Du fait du prix de l’immobilier dans la capitale, de plus en plus de personnes de la classe moyenne la quittent et viennent s’installer dans le département (prix d’achat bien plus bas). Mais cette nouvelle population a des exigences. Il ne s’agit pas pour elle de vivre avec des miséreux. Les mairies voient là l’opportunité de faire partir les pauvres. Dernier exemple en date, le maire UDI de Saint-Ouen a décidé de diminuer de 43 % à 30 % le quota de logements sociaux de sa ville. Sa méthode  : fusionner l’office public de l’habitat avec un prestataire privé. Ce qui entraînera une hausse de 20 % des loyers concernés. L’opposition théorique du préfet ne fait pas reculer notre édile. Il est bien décidé à faire partir le plus de pauvres possible dans les délais les plus brefs.
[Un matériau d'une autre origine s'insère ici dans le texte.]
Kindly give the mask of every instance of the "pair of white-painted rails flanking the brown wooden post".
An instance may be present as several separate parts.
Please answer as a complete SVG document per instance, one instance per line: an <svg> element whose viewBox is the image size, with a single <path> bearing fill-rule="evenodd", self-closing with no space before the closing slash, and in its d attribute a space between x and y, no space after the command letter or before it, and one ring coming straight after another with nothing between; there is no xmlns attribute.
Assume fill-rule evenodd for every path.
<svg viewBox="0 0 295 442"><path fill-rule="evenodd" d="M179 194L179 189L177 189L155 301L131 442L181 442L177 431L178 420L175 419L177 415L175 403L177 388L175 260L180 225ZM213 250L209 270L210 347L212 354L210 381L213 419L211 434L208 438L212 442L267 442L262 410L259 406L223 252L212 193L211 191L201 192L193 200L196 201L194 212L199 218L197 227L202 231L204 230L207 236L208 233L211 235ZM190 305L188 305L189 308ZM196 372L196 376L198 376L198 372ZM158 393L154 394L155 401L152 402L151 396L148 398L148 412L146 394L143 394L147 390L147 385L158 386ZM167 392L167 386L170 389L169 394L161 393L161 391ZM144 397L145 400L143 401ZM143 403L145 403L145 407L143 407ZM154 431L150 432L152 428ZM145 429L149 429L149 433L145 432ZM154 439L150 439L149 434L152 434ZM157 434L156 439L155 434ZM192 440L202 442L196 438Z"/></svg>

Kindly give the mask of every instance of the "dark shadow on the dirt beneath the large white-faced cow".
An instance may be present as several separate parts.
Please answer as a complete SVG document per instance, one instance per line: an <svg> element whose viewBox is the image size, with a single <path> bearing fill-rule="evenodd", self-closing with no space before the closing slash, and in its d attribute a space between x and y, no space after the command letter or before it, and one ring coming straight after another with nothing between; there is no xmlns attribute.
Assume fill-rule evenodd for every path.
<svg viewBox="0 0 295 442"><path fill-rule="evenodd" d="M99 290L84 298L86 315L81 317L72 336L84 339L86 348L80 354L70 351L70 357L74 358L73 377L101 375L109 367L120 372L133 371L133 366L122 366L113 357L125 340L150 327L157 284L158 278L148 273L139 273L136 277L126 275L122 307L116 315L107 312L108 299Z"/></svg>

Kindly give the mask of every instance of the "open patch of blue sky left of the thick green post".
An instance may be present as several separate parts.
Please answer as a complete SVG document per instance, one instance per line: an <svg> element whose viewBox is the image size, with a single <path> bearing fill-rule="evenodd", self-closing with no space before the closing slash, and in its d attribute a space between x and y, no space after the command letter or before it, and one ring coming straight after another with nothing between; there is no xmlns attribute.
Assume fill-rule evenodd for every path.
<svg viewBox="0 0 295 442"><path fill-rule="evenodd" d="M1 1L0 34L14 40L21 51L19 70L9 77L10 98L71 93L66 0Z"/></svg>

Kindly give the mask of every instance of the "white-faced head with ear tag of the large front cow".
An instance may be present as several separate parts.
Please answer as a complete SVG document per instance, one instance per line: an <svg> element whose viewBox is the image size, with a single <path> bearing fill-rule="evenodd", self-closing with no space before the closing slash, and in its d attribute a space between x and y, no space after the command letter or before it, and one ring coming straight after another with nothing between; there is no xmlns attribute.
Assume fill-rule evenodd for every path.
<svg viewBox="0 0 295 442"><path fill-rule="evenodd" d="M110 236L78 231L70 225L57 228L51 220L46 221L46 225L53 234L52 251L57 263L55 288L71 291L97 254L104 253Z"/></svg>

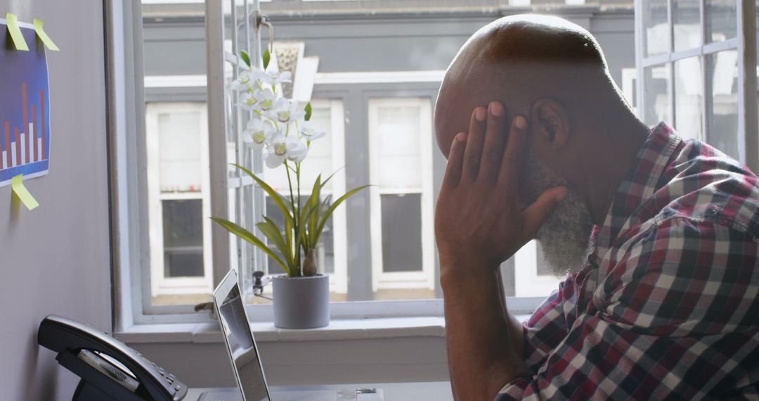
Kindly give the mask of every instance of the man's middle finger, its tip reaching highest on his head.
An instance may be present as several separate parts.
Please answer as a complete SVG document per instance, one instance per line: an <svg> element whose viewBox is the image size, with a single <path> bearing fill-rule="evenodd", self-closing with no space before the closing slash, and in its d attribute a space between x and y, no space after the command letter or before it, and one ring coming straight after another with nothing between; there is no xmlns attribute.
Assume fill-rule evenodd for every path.
<svg viewBox="0 0 759 401"><path fill-rule="evenodd" d="M491 102L487 108L487 128L478 179L487 180L487 184L498 181L505 143L505 110L500 102Z"/></svg>

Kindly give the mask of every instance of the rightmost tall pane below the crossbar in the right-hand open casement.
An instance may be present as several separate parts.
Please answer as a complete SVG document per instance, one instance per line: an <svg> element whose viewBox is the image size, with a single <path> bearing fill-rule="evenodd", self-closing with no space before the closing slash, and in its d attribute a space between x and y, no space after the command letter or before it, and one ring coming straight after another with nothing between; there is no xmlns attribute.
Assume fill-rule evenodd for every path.
<svg viewBox="0 0 759 401"><path fill-rule="evenodd" d="M707 140L709 144L740 159L738 150L738 51L726 50L706 56Z"/></svg>

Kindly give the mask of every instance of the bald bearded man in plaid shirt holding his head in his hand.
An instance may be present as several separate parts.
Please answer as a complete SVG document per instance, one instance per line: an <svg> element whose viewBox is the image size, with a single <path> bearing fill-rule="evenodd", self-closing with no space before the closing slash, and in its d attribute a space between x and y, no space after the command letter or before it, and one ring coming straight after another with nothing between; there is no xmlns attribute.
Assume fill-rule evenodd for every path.
<svg viewBox="0 0 759 401"><path fill-rule="evenodd" d="M590 33L483 27L446 72L435 130L456 399L759 398L757 177L638 120ZM566 279L522 324L499 264L532 238Z"/></svg>

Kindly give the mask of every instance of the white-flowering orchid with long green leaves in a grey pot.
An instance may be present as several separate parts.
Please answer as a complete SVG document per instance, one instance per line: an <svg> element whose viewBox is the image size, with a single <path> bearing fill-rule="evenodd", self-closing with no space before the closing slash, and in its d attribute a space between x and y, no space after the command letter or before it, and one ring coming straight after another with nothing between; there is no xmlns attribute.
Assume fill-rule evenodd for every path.
<svg viewBox="0 0 759 401"><path fill-rule="evenodd" d="M310 194L301 196L301 163L313 141L326 133L310 125L310 103L301 109L297 102L286 99L282 91L277 90L279 84L291 82L291 73L268 71L268 50L262 56L263 68L253 65L245 52L241 52L241 58L248 70L232 81L230 88L240 92L240 103L236 106L253 115L243 131L244 141L263 150L267 168L285 169L289 191L280 194L250 169L235 166L263 188L285 221L283 226L278 226L273 215L262 216L262 221L256 224L257 235L229 220L212 219L260 248L285 270L285 274L272 280L276 327L324 327L329 324L329 276L317 273L316 248L335 209L367 185L354 188L331 202L331 196L322 197L322 188L332 175L325 179L318 175L308 186Z"/></svg>

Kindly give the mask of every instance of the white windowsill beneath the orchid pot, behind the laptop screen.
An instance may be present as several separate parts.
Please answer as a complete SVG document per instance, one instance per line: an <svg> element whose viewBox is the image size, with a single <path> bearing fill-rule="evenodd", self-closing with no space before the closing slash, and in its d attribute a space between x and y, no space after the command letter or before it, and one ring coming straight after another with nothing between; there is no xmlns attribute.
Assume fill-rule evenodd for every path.
<svg viewBox="0 0 759 401"><path fill-rule="evenodd" d="M517 315L525 320L528 315ZM279 341L319 341L335 339L377 339L393 337L443 337L446 320L442 317L386 317L372 319L333 319L318 329L290 330L274 327L272 322L250 324L259 343ZM136 324L115 333L124 343L222 343L216 323Z"/></svg>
Ce qui se passe à Saint-Ouen est représentatif d’une tendance lourde dans le département. La volonté des municipalités de « créer de la mixité sociale » n’est qu’une manière de faire fuir les pauvres toujours plus loin de Paris. Et souvent, contrairement à Saint-Ouen, avec la complicité des services de l’État. La création du Grand Paris, avec ses nouvelles lignes de métro qui desserviront la banlieue, généralisera le processus et ghettoïsera encore plus les quartiers populaires… s’il en reste. Les hausses de loyer qui se produiront mécaniquement avec l’arrivée de nouveaux transports en communs, repousseront les pauvres à l’extérieur du département ou bien les maintiendront dans des quartiers enclavés d’où il leur sera de plus en plus difficile de sortir. Beau « changement  ».